Mi gemido cortó la atmósfera; se me hacía imposible soportar todo en silencio, ocultarlo en mi interior. Acto seguido intenté callarme, pero no podía; una vez que había exteriorizado mis penas, parecían salir a borbotones incensurables de mi boca. Las lágrimas caían y formaban un pequeño manchón en mi pantalón. No sé cuánto tiempo pasó hasta que el charquito se secó, pero cuando me desperté el color estaba uniforme y sin ningún rastro de humedad.

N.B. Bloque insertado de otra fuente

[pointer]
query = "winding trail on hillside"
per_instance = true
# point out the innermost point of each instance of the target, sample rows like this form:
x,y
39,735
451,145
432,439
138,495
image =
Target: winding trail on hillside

Me levanté intentando disipar la nube de angustia que me apremiaba desde mi mente, pero no podía ver. Se cernía sobre mí un halo borroso que me impedía observar con claridad. Tanteando los muebles, me di real cuenta de lo vacía que estaba mi casa; era como si nunca me hubiera asentado del todo. Hacía más de tres años que habitaba ahí, pero sin embargo, las ganas de vivir en plenitud, no me habían atacado. Solía pasar horas tirada en la cama, esperando que llegara la sensación de alegría. De hecho, previo a todo comienzo de llanto, seguía contemplando el techo sin que ninguna señal apareciera, esperando eternamente. Eso es mi vida, una espera continua.
Me tropecé con algo amorfo y decidí reposar en el piso. Estaba frío, no me había dado cuenta que era de mármol. Esperé hasta que pasó el tiempo suficiente para darme cuenta que mi espera había llegado a su fin, que yo lo único que debía esperar, era la muerte.